The "27.39 Rule" (often rounded to $27.40) is a personal finance strategy to save $10,000 in one year by setting aside approximately $27.40 every single day, making large savings goals feel more manageable through consistent, small habit-forming deposits. This method breaks down the daunting task of saving $10,000 into daily, achievable micro-savings, encouraging discipline and helping build wealth over time. 

What is considered a wealthy retiree?

Being considered wealthy in retirement isn't a single number, but generally starts around $3 million to $4 million in net worth, placing you in the top 5-10% of retirees, with true high-net-worth individuals often having $5 million or more, focusing on financial freedom, diverse income streams (investments, property, pensions), and a lifestyle beyond basic needs. 

What is the cheapest and happiest state for retirees?

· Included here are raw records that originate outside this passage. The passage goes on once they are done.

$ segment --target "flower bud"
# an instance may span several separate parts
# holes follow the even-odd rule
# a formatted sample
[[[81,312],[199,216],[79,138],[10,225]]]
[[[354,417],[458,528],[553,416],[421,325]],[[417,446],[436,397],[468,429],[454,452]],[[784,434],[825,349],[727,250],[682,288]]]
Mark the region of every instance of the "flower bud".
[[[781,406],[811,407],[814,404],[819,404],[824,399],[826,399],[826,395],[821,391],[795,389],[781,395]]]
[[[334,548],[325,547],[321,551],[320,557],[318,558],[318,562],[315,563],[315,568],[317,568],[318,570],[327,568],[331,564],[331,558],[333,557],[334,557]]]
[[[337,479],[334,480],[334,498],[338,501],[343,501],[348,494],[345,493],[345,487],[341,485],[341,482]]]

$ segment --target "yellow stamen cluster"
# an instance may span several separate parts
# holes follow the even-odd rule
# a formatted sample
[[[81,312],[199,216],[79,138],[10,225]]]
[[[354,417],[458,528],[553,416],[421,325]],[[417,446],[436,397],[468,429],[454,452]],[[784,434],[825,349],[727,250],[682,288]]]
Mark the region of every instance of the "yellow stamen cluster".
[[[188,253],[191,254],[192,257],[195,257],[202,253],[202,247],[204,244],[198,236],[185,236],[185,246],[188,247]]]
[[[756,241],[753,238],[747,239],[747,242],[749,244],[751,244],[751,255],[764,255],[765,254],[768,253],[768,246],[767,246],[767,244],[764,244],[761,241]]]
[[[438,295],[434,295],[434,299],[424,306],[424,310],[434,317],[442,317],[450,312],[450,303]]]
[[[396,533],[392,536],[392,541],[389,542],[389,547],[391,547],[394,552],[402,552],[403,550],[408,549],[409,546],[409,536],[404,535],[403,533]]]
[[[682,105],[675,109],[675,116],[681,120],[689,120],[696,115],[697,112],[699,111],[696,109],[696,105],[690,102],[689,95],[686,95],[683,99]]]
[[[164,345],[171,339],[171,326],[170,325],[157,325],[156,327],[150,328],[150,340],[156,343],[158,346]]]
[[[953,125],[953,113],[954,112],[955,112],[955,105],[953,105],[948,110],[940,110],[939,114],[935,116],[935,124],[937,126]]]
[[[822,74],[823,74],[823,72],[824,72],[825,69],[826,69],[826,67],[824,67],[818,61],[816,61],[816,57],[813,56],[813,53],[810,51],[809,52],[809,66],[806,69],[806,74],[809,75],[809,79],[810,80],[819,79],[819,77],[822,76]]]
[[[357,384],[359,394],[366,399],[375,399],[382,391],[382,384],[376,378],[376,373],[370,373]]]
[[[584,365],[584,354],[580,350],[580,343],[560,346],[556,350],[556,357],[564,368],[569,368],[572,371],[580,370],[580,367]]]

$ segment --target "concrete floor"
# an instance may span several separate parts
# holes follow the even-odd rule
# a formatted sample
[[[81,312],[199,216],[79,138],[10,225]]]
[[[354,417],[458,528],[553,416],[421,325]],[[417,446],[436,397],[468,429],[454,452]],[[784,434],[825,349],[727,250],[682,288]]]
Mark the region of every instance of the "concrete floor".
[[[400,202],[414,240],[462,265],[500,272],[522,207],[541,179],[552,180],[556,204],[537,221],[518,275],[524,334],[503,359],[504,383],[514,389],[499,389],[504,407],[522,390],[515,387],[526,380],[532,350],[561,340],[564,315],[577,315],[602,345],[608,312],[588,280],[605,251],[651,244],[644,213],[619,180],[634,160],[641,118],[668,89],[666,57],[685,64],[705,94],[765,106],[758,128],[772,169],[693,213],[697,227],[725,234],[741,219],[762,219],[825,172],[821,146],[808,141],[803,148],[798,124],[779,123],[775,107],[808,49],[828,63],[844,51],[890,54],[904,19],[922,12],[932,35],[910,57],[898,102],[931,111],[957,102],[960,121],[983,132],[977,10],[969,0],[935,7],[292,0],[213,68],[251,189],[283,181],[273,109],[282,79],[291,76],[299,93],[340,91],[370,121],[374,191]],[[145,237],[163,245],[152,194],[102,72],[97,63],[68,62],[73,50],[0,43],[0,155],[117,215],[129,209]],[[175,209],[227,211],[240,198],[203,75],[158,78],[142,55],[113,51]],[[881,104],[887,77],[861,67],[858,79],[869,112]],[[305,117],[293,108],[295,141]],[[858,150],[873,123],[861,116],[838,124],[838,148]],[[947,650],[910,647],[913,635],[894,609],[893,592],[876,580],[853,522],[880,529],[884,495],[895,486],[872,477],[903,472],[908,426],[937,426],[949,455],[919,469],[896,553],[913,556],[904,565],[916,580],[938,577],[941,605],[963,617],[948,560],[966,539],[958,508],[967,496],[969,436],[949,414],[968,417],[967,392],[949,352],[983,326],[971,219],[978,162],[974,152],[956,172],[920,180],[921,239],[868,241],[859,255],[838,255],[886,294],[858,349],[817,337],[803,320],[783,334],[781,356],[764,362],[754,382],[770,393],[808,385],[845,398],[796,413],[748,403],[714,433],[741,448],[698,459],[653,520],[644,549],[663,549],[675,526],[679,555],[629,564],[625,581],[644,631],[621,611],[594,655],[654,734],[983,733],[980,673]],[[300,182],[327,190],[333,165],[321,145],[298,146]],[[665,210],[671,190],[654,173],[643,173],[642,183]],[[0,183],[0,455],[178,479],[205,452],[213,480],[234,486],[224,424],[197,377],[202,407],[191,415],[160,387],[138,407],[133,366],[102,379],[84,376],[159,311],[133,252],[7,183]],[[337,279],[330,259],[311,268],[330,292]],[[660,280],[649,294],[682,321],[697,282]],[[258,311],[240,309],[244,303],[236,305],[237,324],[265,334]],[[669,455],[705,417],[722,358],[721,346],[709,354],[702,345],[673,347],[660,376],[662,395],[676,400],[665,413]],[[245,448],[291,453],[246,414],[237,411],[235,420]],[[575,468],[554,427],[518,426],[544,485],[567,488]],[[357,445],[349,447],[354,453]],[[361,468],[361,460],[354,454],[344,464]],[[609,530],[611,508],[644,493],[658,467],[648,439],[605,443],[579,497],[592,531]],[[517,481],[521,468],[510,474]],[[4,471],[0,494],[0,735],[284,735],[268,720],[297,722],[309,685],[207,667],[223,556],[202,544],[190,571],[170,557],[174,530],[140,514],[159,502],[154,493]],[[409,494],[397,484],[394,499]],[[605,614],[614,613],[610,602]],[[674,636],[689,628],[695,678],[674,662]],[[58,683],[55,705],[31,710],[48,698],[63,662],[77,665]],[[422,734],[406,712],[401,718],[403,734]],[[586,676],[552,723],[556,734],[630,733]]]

There's no single "happiest and cheapest" state, but West Virginia consistently ranks as the most affordable due to low housing costs, while Utah often leads in senior happiness metrics (like volunteering), and Hawaii reports the highest happiness levels despite high costs, so you balance cost with lifestyle, considering states like Mississippi, Kansas, and Georgia for affordability, and New Hampshire or Delaware for overall appeal or tax benefits. 

How much will $5000 grow in 10 years?

How much $5,000 grows in 10 years depends on the interest rate (ROI), ranging from about $6,000 at 2% to over $20,000 at 15%, with a common 5-7% return yielding roughly $8,000 to $10,000, thanks to compound interest. For example, a 5% annual return (compounded monthly) turns $5,000 into approximately $8,235 after 10 years, while a higher 8% return yields about $10,795. 

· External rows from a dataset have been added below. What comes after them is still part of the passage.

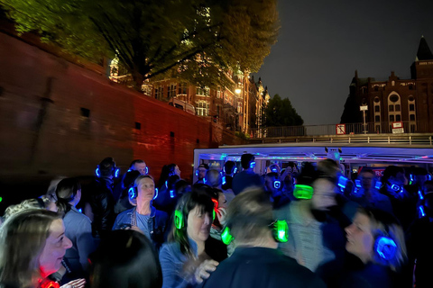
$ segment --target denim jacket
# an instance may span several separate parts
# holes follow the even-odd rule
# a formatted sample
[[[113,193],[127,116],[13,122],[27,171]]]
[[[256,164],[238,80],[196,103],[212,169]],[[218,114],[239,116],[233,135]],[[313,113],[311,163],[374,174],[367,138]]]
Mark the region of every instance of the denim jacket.
[[[137,226],[136,217],[137,211],[135,207],[123,212],[115,219],[113,230],[119,230],[122,225],[124,224]],[[155,207],[151,206],[151,214],[147,225],[150,239],[153,243],[156,250],[159,251],[161,246],[165,242],[167,238],[166,234],[169,229],[169,216],[166,212],[156,210]]]

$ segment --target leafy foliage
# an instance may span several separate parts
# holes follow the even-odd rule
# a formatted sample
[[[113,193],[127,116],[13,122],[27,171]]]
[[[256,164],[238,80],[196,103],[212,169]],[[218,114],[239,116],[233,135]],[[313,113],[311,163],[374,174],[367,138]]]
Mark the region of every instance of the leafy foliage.
[[[19,32],[95,62],[113,58],[136,86],[181,72],[199,84],[257,71],[276,41],[276,0],[0,0]]]
[[[289,98],[281,99],[277,94],[268,103],[265,110],[266,127],[300,126],[304,123]]]

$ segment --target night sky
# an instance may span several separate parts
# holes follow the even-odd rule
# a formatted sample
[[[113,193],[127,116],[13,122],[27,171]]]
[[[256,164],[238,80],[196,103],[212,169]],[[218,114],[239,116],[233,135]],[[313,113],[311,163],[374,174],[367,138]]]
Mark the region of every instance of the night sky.
[[[278,10],[278,41],[254,76],[307,125],[339,122],[355,69],[409,79],[421,35],[433,50],[433,0],[279,0]]]

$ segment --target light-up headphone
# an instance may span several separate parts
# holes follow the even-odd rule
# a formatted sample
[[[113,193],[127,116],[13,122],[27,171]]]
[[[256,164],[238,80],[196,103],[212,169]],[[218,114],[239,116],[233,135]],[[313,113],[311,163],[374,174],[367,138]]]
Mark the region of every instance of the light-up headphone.
[[[397,244],[388,236],[380,236],[374,241],[374,252],[381,259],[392,261],[397,255]]]
[[[255,167],[255,161],[250,162],[250,168],[253,169],[253,167]]]
[[[296,199],[311,199],[313,197],[314,189],[309,185],[296,184],[293,189],[293,196]]]
[[[273,181],[273,188],[280,189],[281,187],[281,181],[274,180]]]
[[[95,174],[97,175],[97,177],[101,176],[101,169],[99,168],[99,165],[97,166],[97,169],[95,170]],[[117,178],[120,176],[120,169],[115,166],[115,165],[113,166],[113,176],[115,178]]]
[[[128,190],[128,196],[130,200],[134,200],[137,199],[138,196],[138,188],[134,184],[131,188]],[[158,197],[158,188],[155,188],[155,195],[153,196],[152,200],[155,200]],[[172,198],[172,197],[171,197]]]
[[[268,225],[272,230],[272,236],[277,242],[285,243],[289,240],[289,225],[285,220],[276,220]],[[235,238],[230,234],[230,228],[226,226],[221,233],[221,240],[229,245]]]

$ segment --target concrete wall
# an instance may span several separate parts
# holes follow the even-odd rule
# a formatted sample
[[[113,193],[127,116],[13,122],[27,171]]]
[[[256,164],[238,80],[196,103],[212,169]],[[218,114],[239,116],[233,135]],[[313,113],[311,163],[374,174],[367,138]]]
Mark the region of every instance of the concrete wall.
[[[241,141],[207,120],[0,33],[0,182],[92,175],[107,156],[123,172],[143,158],[156,177],[163,165],[177,163],[189,178],[194,148]]]

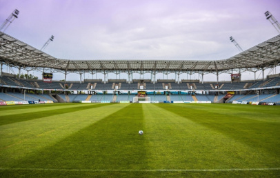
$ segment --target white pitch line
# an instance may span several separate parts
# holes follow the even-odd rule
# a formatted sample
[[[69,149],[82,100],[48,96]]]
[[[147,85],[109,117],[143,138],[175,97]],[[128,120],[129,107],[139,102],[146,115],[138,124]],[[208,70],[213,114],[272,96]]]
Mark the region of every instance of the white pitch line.
[[[43,170],[43,171],[70,171],[70,172],[228,172],[228,171],[253,171],[253,170],[278,170],[280,168],[230,168],[230,169],[54,169],[54,168],[0,168],[0,170]]]

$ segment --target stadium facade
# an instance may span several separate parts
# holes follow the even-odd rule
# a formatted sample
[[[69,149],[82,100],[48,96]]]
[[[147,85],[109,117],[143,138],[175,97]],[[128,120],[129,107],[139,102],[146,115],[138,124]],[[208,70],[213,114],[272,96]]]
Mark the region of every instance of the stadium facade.
[[[257,95],[258,99],[254,100],[261,101],[259,95],[273,95],[272,97],[277,98],[275,102],[280,101],[280,99],[277,100],[280,88],[279,75],[268,76],[266,78],[264,77],[266,69],[279,66],[280,35],[232,57],[221,60],[69,60],[55,58],[7,34],[0,32],[0,63],[1,92],[25,94],[27,90],[28,93],[32,91],[32,93],[43,94],[46,92],[44,91],[48,91],[48,94],[55,92],[57,95],[61,92],[66,96],[65,100],[62,97],[59,99],[61,101],[71,101],[67,97],[69,92],[83,92],[90,95],[102,96],[110,94],[108,99],[112,101],[118,101],[117,98],[121,95],[126,95],[126,98],[128,95],[126,100],[132,101],[129,95],[137,95],[138,91],[146,91],[147,95],[154,97],[154,99],[157,95],[164,95],[166,98],[161,97],[160,101],[172,101],[172,97],[184,101],[181,96],[185,95],[194,96],[192,99],[199,101],[195,95],[199,98],[199,95],[214,95],[216,98],[209,100],[221,102],[228,101],[236,95]],[[19,78],[19,74],[17,78],[15,75],[3,72],[3,66],[17,68],[19,74],[21,70],[28,72],[41,71],[43,74],[44,81],[23,79]],[[253,81],[241,81],[242,72],[250,71],[256,73],[259,70],[263,74],[261,80],[256,80],[254,75]],[[63,73],[64,81],[52,81],[52,74],[46,73],[46,71]],[[157,75],[163,72],[174,73],[177,77],[174,80],[156,80]],[[66,76],[70,73],[79,74],[79,82],[68,81]],[[81,75],[85,73],[102,73],[104,78],[82,81]],[[109,73],[126,73],[128,79],[110,80],[106,78]],[[150,73],[151,77],[137,80],[133,79],[134,73],[142,76]],[[196,73],[201,75],[201,81],[180,79],[182,74]],[[210,73],[216,75],[217,81],[204,82],[204,75]],[[230,75],[231,80],[219,82],[219,75],[223,73]],[[219,99],[219,95],[227,97]],[[253,97],[252,98],[256,97]],[[268,95],[268,97],[272,97]],[[265,101],[268,97],[262,100]],[[0,99],[5,101],[1,97]]]

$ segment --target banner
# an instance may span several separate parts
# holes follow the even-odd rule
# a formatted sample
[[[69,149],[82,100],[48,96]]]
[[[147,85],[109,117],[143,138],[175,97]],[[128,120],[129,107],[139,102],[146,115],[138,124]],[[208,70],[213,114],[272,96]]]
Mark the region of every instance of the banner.
[[[253,101],[252,102],[252,105],[259,105],[259,102],[257,101]]]
[[[130,101],[119,101],[120,103],[130,103]]]
[[[192,101],[183,101],[183,103],[192,103]]]
[[[101,103],[110,103],[111,101],[101,101]]]
[[[183,101],[173,101],[174,103],[183,103]]]
[[[6,102],[0,101],[0,105],[7,105]]]
[[[14,101],[6,101],[7,105],[15,105]]]
[[[173,101],[163,101],[163,103],[172,103]]]
[[[81,101],[82,103],[91,103],[92,101]]]
[[[28,101],[14,101],[15,104],[29,104]]]

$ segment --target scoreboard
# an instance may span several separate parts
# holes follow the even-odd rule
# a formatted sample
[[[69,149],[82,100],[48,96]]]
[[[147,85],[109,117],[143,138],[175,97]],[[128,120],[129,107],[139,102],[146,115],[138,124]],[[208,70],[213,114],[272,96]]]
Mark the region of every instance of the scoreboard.
[[[43,82],[52,82],[52,73],[43,73]]]

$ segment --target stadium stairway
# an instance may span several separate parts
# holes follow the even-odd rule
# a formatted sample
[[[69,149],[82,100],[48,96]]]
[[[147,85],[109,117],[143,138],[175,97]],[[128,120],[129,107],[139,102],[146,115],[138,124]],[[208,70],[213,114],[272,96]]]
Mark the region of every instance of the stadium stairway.
[[[70,98],[68,95],[65,95],[65,97],[66,99],[66,102],[67,103],[70,103]]]
[[[86,99],[86,101],[90,101],[90,98],[92,97],[92,95],[88,95],[88,97]]]
[[[192,97],[194,99],[194,101],[198,101],[197,98],[195,97],[195,95],[192,95]]]
[[[23,101],[23,99],[20,99],[19,97],[17,97],[16,96],[14,96],[12,95],[10,95],[9,93],[6,93],[6,95],[9,95],[10,97],[14,97],[14,98],[16,98],[16,99],[19,99],[18,101]]]
[[[167,101],[171,101],[170,96],[166,95],[166,99],[167,99]]]
[[[218,96],[215,96],[214,98],[214,103],[217,103],[218,102]]]
[[[267,98],[263,99],[261,99],[261,100],[259,100],[259,101],[263,101],[263,100],[266,100],[266,99],[268,99],[277,96],[277,95],[278,95],[278,94],[273,95],[272,96],[270,96],[270,97],[267,97]]]
[[[117,100],[117,95],[114,95],[113,102],[116,101],[116,100]]]

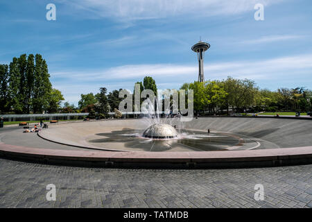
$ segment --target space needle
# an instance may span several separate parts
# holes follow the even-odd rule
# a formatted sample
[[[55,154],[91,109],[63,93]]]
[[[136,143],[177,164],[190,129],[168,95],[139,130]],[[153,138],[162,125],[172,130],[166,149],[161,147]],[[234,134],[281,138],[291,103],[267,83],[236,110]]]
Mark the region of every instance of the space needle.
[[[198,58],[198,82],[204,83],[204,56],[205,51],[210,48],[210,44],[199,41],[192,46],[192,50],[197,53],[197,57]]]

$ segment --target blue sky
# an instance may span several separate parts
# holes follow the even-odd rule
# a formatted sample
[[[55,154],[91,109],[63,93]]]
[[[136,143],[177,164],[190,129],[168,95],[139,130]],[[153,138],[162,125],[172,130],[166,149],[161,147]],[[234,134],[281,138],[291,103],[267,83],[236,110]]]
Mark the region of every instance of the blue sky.
[[[56,6],[48,21],[46,6]],[[264,21],[256,21],[256,3]],[[254,80],[261,88],[312,89],[310,0],[15,0],[0,1],[0,63],[40,53],[66,101],[132,90],[153,76],[159,89],[198,78],[191,46],[211,44],[207,79]]]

What are the biggest mistakes people make in retirement?

The top ten financial mistakes most people make after retirement are:

  • 1) Not Changing Lifestyle After Retirement. ...
  • 2) Failing to Move to More Conservative Investments. ...
  • 3) Applying for Social Security Too Early. ...
  • 4) Spending Too Much Money Too Soon. ...
  • 5) Failure To Be Aware Of Frauds and Scams. ...
  • 6) Cashing Out Pension Too Soon.